4th Attack on Trucks Near Quetta, Pakistan

Gunmen on motorcycles sprayed small arms fire at a parked US/ NATO fuel convoy near Quetta, the capital of Baluchistan and a long time center for the Old Taliban of Mulla Omar around 6 am Wednesday morning, killing at least one driver and setting ablaze around 20 trucks. The leaping flames threatened to destroy other nearby trucks in the convoy bearing other sorts of supplies. Quetta city only has a handful of fire brigades and they were wholly inadequate to deal with the massive conflagration, and city leaders were calling for help.

This attack on NATO fuel trucks was the fourth since last Thursday, when Pakistani authorities closed the Khyber Pass route to Afghanistan to US/ NATO trucking in retaliation for the attack by US helicopter gunships on a Pakistani Frontier Corps checkpoint near the Afghanistan border. Some 70 percent of supplies for US troops in Afghanistan are trucked into that landlocked nation via Pakistan.

As Pakistani and US authorities investigate the friendly fire incident at the border last Thursday, it has thrown up a video of the attack now published by Dawn newspaper online. US officials had alleged that the pilots of the helicopter gunships believed they had come under fire from the checkpoint, accounting for their firing missiles at it.

Here is Dawn’s video, which does not show that the US helicopters were attacked before they began firing. Dawn charges that it was an unprovoked attack. (It should be remembered that the US helicopters may have been seeking Taliban checkpoints, and might not have been able to tell that these were Pakistani ones).

The continued humanitarian disaster in Pakistan, in the aftermath of unprecedentedly hard rains, has left 20 million affected and some 8 million displaced from their homes.. The United Nations still has only been able to raise a fraction of what Pakistan needs to face the aftermath of the floods. The UN High Commission on Refugees is afraid that if the Pakistan refugees are not taken care of they may be easy recruits to radical organizations, or may simply form an element of instability in a country that is already fragile.

Meanwhile, in Afghanistan, guerrillas set off three bombs and wounded dozens of citizens in an attack on Qandahar.

8 Responses

  1. Western rationality is big on cause and effect.

    Unless it fuels more military spending and further control on the home front here in the good old USA which benefits those who feed off military or security spending.

    Another reason that comes to mind is political power here at home justified by fighting a foreign enemy. This is the extension of the cold war imagery as described by the political philosopher Sheldon Wolin in “Democracy Inc.: Managed Democracy and the Specter of Inverted Totalitarianism.” . Wolin points out that the biggest creation in media history is the war on terror which was used to justify the invasion of Iraq. And that plays into our managed democracy with 5 to 6 companies owning the media and political parties clinging to power rather than working the hard problems like education, jobs, environment and peace.

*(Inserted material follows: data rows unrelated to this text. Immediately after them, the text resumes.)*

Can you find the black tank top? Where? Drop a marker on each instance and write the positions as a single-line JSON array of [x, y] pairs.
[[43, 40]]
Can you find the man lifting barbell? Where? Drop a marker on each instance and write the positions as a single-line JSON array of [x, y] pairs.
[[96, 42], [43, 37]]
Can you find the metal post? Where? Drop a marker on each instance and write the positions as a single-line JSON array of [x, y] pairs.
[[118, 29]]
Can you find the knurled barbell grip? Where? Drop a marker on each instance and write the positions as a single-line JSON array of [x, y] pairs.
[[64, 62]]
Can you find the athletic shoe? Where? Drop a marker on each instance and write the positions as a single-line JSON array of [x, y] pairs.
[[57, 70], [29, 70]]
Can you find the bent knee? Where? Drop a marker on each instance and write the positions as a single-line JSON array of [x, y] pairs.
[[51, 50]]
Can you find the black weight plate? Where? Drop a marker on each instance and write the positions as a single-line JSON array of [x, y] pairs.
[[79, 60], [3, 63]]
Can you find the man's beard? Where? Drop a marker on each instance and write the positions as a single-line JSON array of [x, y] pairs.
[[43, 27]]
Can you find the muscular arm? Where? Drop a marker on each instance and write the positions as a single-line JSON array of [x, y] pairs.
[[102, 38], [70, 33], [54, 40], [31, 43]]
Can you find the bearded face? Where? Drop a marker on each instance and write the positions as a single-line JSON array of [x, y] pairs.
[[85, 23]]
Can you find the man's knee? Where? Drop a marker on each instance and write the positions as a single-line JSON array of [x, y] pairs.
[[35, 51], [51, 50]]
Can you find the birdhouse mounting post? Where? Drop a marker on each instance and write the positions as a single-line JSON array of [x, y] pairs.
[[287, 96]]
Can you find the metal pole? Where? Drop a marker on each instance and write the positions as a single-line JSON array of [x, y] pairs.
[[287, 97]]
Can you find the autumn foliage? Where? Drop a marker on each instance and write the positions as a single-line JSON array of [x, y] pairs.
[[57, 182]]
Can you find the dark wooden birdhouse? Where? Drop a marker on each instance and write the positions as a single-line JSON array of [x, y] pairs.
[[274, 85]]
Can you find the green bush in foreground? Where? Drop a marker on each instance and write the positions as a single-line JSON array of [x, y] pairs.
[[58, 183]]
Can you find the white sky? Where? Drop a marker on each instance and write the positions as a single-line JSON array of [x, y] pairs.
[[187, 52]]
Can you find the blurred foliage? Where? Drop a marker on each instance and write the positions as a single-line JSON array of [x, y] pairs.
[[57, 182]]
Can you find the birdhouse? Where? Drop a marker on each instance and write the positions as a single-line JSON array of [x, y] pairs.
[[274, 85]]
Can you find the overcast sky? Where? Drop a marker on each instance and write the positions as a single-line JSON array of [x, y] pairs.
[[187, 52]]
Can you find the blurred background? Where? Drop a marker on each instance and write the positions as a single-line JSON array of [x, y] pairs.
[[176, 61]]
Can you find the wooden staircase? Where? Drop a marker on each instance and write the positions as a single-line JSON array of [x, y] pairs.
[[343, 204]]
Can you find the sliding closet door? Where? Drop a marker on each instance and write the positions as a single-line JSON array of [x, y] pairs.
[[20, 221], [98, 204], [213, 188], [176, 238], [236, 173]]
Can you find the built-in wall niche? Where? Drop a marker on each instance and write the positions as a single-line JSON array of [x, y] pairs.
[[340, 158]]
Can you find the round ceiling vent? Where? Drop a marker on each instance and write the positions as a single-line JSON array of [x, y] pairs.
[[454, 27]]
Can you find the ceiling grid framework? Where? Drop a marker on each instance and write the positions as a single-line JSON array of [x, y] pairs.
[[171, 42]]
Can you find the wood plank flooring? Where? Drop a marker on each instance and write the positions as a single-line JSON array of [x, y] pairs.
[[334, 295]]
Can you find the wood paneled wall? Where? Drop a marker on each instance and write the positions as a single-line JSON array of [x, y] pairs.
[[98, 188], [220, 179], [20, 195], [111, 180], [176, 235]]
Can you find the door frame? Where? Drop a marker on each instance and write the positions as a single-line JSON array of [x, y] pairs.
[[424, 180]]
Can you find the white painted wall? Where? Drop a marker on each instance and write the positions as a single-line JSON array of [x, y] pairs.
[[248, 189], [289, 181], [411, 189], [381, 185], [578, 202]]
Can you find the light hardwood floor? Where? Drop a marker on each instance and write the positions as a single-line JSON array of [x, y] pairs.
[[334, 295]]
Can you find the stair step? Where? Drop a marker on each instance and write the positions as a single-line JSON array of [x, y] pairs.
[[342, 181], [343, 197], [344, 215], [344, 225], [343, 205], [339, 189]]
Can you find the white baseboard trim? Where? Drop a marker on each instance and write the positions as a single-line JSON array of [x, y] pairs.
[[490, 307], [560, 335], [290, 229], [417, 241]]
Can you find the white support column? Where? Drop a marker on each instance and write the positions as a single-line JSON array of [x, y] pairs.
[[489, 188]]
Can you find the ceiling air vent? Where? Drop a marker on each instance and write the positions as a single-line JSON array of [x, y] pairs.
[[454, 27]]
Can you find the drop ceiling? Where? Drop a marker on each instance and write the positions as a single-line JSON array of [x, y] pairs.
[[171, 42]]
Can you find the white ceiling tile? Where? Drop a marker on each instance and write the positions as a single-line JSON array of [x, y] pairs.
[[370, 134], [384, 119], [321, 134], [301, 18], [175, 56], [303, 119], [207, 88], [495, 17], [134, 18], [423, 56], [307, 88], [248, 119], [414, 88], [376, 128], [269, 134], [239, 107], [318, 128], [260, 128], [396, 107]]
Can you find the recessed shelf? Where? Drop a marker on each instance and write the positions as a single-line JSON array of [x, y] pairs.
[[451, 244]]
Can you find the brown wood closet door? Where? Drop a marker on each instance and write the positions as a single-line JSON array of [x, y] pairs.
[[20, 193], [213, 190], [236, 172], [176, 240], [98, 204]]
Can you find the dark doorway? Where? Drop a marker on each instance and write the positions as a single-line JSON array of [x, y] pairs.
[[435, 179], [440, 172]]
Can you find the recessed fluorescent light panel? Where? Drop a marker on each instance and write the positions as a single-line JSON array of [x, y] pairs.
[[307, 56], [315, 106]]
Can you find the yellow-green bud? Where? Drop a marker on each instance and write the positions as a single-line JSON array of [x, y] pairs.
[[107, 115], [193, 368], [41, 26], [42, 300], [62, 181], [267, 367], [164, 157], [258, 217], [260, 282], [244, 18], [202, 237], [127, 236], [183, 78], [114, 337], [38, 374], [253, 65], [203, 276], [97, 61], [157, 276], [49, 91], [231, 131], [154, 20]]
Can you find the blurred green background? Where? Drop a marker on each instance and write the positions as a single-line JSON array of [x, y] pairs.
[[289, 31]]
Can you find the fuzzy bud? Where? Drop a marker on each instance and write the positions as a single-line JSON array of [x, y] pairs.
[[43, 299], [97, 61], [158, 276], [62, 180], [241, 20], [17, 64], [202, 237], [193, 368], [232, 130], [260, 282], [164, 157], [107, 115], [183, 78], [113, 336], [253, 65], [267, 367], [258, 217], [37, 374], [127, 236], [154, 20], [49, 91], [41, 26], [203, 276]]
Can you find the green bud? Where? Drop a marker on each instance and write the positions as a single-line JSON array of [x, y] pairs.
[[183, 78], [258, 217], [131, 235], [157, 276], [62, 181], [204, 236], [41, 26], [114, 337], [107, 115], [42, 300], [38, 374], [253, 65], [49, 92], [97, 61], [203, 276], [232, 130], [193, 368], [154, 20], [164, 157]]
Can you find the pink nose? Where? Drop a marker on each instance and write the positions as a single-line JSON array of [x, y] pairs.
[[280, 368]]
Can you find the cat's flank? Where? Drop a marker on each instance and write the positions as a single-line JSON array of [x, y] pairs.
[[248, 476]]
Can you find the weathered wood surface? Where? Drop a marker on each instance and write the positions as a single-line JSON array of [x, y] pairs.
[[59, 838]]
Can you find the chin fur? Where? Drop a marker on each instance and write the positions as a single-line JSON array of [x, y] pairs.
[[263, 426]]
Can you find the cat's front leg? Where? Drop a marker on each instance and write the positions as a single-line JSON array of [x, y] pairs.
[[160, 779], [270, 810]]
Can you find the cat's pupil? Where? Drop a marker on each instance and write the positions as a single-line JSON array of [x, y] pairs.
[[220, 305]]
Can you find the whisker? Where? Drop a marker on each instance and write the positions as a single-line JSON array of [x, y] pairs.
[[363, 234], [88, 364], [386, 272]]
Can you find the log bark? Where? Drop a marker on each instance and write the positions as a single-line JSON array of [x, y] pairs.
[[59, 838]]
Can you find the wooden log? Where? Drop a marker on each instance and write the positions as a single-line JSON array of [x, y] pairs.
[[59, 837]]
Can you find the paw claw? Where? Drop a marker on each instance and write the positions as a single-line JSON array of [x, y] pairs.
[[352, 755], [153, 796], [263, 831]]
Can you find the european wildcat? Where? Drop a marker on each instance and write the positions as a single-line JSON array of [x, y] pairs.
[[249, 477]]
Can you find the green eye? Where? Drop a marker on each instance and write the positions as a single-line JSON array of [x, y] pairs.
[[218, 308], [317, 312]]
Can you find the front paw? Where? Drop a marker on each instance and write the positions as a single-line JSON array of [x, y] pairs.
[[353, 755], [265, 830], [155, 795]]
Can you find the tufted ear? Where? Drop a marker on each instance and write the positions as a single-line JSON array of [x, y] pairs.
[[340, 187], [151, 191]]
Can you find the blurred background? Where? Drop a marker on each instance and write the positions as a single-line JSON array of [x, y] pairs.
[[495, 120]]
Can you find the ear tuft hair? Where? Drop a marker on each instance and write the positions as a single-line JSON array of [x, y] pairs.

    This comment was stimulated by Glenn Grennwald’s column today on cause and effect in the war on terror in which our actions are generating the counter effect which will lead to attacks on USA soil. Did the Roman Republic loose its ability to understand cause and effect as they went after the pirates and destroyed the Roman Empire?

    link to salon.com

  2. President Obama war on Pakistan is beyond all strategy or conscience. I am sorry to write this, but I want the war on Pakistan stopped immediately.

    • Why should you apologize for wanting a war stopped immediately? It is our “leaders” who should apologize, at the very least.

  3. Of course, if the helicopters had not crossed the border in the first place nobody would have shot at them and nobody would have been killed.

  4. but … but … but … Prof. Cole, what about the mustache guy or the lake pirates? You didn’t say a word about them. Priorities, please.

  5. Greenwald is being unusually obtuse: the US government is very well aware that its actions will lead to revenge attacks. In fact, I suspect that it is very disappointed that there have been so few “terrorist” attacks in the USA that it has had to hype every incident or rumour and to invest so much in provocateurs.
    The government knows that unless there are some real terrorist incidents soon the population is going to start insisting that social security, unemployment relief, healthcare and homes are more important than killing muslim kids in the hope of starting a real war.
    We will soon see: it is beginning to look as if Obama will need a big issue to rally voters for his re-election and the odds are that his advisors will tell him that more war is his best bet.

  6. This is going in the direction of Cambodia.

    Of course the US can bomb any country it wants. Bombing a country like Pakistan, where opinion is already divided, can only lead to the collapse of the country. Imagining that a few bombs, and diplomatic pressure, will bring them to order, is frankly stupid.

    For the US, the problem is in Afghanistan. Thinking that the problem will be resolved, if the friends over the border are dealt with, is wrong. Better to rethink the Afghanistan policy.

    Frankly, the collapse of Pakistan into chaos gives me fear. The US suggests that it has control over Pakistani nuclear weapons. I doubt it. Nuclear weapons in the hands of extremists, as a result of current policy, seems to me a very likely scenario.